As we become adults and settle into a pattern or rhythm of life, certain times in that pattern find us more open to change, more filled with joy, or conversely, more easily ticked off, or more easily given to sin in our areas of greatest weakness.
Talk to most pastors and they will tell you Mondays are the worst. A pastor can have a great day Sunday and still be a little depressed on Monday. There are also seasons of the year when enthusiasm is easier—the beginning of a new series, the Easter season, etc. If you have been through a tragedy or time of great loss, you are more open to times of depression around the anniversary of that event.
I have figured out such a pattern in my life. For me, the last week or two of each semester brings with it a brief season of paralysis of analysis, the time I am most likely to overthink. I begin the semester fired up and ready to challenge students to forsake all for the gospel. I believe that as earnestly at the end of the term as the beginning. But for some reason when I get near the end, my mind focuses too heavily on the negative.
I did not know get to know some students as must as I would have liked.

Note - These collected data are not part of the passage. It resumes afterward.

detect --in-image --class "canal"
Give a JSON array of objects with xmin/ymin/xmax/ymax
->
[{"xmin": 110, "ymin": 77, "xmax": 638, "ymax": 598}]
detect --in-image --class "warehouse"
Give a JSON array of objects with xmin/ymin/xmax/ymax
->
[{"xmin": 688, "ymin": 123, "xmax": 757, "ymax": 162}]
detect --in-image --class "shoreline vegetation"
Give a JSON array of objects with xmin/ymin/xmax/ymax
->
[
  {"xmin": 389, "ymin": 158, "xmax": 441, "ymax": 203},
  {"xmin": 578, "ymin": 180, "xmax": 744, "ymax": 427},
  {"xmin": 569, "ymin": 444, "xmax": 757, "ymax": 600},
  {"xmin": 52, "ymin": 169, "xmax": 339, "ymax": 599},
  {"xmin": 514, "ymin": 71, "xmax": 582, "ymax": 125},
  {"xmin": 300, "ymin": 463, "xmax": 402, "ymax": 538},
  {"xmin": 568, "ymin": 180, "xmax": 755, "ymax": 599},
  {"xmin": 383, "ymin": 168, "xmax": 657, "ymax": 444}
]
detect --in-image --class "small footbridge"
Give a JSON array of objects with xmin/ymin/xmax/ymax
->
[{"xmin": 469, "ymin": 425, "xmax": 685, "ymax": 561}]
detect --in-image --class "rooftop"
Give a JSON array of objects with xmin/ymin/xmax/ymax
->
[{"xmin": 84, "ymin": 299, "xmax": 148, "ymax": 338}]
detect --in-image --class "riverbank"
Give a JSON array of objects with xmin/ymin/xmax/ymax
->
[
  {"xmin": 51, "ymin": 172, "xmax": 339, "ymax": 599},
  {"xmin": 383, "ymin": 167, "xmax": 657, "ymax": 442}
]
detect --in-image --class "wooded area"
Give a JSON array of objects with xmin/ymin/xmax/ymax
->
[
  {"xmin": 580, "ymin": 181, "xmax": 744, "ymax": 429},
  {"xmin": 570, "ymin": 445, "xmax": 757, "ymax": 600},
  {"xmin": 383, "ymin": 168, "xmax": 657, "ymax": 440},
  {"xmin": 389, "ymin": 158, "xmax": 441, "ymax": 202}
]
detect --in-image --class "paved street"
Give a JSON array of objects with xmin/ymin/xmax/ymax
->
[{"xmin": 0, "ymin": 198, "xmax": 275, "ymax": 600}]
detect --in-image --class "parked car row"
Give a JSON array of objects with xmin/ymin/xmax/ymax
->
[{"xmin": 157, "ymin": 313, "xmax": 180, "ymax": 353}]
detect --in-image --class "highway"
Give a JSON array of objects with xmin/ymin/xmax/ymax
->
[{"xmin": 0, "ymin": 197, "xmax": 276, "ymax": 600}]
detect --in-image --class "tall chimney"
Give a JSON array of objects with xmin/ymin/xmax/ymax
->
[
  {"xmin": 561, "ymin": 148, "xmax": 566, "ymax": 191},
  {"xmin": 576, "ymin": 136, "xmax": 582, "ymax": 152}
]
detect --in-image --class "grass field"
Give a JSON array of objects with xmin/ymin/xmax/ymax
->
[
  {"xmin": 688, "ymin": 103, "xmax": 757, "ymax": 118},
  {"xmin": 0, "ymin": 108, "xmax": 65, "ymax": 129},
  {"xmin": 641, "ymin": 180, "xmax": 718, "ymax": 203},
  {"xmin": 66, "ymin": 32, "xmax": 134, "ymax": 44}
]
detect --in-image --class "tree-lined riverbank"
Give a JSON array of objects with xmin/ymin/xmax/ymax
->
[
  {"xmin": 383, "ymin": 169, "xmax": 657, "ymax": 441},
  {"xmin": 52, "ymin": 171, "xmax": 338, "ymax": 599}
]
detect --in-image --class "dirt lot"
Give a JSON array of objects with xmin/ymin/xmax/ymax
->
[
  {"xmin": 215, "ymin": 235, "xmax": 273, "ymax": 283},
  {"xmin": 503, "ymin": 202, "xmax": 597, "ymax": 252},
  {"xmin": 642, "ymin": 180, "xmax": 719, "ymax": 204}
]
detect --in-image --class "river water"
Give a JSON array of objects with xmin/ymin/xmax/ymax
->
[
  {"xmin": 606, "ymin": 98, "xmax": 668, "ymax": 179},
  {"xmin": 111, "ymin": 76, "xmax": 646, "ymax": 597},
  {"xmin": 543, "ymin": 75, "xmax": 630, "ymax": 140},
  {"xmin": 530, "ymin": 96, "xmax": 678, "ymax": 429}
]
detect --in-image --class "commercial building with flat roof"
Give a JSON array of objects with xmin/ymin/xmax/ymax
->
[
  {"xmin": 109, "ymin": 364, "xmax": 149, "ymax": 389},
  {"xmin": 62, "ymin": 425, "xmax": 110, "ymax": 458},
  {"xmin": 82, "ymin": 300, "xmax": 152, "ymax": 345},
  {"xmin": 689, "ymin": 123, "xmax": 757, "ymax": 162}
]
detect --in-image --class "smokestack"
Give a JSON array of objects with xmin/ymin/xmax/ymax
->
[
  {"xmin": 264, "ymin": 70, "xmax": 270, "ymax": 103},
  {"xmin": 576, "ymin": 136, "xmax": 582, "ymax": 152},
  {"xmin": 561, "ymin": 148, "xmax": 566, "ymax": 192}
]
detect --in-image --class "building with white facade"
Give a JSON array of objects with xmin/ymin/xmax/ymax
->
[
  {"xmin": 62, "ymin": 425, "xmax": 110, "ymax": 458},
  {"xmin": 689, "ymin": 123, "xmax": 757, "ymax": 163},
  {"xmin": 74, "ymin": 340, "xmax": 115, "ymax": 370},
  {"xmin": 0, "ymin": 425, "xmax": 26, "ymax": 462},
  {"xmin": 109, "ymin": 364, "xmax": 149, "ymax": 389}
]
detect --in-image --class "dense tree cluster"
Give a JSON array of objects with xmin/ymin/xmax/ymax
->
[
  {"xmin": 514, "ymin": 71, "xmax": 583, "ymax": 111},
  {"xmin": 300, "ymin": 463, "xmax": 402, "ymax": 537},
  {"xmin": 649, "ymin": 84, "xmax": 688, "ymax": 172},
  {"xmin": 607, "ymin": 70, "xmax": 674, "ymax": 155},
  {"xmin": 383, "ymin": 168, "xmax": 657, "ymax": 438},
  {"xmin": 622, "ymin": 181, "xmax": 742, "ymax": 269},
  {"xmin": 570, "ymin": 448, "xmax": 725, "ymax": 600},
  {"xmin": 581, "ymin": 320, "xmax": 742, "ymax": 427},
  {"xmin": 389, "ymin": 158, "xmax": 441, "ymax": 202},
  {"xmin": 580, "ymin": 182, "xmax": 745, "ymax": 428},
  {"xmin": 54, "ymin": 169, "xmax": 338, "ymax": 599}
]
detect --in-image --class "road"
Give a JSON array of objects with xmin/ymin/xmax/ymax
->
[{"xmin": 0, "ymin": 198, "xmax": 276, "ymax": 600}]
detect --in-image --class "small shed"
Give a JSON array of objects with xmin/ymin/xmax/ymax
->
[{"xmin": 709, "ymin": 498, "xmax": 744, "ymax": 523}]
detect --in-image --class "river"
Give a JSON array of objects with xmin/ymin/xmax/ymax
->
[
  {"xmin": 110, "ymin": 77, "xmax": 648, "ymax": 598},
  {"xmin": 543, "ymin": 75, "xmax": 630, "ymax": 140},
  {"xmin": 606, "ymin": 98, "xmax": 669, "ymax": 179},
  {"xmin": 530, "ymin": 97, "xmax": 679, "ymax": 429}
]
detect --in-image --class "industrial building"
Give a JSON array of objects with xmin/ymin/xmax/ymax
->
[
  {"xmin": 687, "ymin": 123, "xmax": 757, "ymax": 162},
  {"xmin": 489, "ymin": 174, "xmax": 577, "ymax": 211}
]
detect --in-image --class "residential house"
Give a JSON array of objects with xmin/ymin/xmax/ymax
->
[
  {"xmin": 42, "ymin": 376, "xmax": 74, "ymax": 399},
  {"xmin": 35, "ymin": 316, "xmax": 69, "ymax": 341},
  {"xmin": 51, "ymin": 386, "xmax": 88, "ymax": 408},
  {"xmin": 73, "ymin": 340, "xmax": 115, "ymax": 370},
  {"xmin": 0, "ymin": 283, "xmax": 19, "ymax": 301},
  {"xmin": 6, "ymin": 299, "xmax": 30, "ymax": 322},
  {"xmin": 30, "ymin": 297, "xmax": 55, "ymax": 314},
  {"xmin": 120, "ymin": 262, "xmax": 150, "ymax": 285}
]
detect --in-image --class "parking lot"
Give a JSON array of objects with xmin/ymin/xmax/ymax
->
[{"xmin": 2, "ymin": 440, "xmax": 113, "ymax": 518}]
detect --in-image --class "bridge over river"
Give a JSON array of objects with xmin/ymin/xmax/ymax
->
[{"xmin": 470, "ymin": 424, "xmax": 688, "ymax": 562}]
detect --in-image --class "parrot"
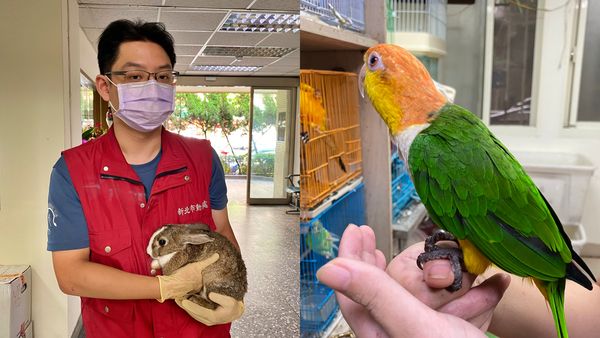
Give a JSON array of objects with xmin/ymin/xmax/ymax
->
[
  {"xmin": 305, "ymin": 220, "xmax": 340, "ymax": 259},
  {"xmin": 300, "ymin": 83, "xmax": 328, "ymax": 133},
  {"xmin": 358, "ymin": 44, "xmax": 595, "ymax": 338},
  {"xmin": 300, "ymin": 82, "xmax": 347, "ymax": 172}
]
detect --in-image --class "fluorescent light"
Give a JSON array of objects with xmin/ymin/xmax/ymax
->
[
  {"xmin": 192, "ymin": 65, "xmax": 262, "ymax": 72},
  {"xmin": 203, "ymin": 46, "xmax": 296, "ymax": 58},
  {"xmin": 221, "ymin": 12, "xmax": 299, "ymax": 33}
]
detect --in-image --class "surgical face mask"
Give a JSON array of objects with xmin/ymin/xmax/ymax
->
[{"xmin": 106, "ymin": 77, "xmax": 175, "ymax": 132}]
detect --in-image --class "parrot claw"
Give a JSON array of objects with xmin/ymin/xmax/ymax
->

I focus on the lectures that needed great improvement.
I worry over how I managed the class, thinking almost exclusively about the places I need to improve.

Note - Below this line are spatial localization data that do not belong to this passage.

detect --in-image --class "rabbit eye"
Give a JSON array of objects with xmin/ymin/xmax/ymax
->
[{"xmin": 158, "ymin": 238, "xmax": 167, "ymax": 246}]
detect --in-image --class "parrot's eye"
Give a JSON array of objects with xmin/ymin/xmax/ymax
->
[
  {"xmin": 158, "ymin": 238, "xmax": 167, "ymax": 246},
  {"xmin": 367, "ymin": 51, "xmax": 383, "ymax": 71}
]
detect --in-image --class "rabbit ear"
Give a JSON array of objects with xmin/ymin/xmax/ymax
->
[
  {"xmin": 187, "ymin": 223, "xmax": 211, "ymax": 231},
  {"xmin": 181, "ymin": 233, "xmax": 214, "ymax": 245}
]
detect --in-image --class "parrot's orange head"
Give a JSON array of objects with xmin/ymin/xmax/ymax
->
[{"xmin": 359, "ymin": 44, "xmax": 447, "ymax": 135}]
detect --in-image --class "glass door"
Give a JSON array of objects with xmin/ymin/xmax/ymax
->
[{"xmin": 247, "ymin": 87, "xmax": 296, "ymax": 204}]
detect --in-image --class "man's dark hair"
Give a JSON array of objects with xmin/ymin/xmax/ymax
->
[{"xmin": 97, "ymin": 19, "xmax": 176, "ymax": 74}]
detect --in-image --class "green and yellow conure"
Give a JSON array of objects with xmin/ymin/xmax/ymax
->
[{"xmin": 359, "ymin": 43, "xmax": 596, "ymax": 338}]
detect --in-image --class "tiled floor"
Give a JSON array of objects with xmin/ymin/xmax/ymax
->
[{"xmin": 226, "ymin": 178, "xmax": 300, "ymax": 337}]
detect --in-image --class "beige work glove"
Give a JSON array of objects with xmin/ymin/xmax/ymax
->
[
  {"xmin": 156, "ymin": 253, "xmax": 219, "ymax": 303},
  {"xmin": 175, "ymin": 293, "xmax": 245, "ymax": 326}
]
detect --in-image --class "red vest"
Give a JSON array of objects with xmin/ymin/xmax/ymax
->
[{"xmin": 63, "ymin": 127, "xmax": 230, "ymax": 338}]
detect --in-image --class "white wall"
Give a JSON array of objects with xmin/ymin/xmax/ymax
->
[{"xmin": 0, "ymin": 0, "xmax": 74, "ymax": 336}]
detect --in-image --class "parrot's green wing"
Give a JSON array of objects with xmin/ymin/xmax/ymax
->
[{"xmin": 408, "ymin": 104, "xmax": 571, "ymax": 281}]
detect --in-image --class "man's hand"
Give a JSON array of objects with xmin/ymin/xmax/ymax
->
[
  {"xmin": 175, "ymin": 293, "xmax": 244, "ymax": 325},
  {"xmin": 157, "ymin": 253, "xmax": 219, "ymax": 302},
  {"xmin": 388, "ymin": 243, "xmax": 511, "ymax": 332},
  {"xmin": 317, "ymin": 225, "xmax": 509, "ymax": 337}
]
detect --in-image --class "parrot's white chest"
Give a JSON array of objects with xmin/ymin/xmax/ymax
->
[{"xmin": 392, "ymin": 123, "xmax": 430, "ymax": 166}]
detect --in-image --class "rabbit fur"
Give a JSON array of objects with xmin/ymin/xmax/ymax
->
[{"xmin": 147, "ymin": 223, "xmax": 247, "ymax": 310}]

I deal with the realization that some students with whom I am very close are about to depart. I know, they come here to leave, but I do love them.
Of course honest evaluation makes up a critical part of one’s life. But overly obsessing on the negative demonstrates a failure to understand the gospel’s effect in all of life all the time. I do not like admitting my own frailty.
No doubt what I just described would not accurately reflect your own seasons of weakness. But you have them. Perhaps taking a little time to think about those periods in your life will help you to avoid some level of angst in the future. I know for me, one of the best things I can do is to schedule less things the last couple of weeks and allow for a little chill time (memo to self: I pretty much blew it on that one this semester).
What time of the day, the week, or the year brings you the greatest temptation to take your eyes off the gospel? When are you most likely to give in to temptation of any sort? What can you do to plan a strategy to change that? For a student, what times do you find it easiest to waste time excessively and thus trivialize holiness in the name of personal gratification? What time are you more susceptible to be involved with secret sin? When in the year do you find yourself more weak in dealing with depression or distraction?
Sanctification means more than overcoming individual areas of temptation. It means we become more aware of ourselves, and of our own tendencies to put ourselves in a place of weakness.
I will spend more time the last two weeks of the semester reflecting on the wonder that God would let me teach at such an amazing place as SEBTS. I will be sure to connect with those who really encourage me. And I will be honest in my weaknesses, avoiding the temptation to be a phony and act like all is well all the time when I really do have times I need the encouragement of others. Most of all, I will spend more time thinking well about the gospel. We could all do more of that, regardless the pattern of our lives.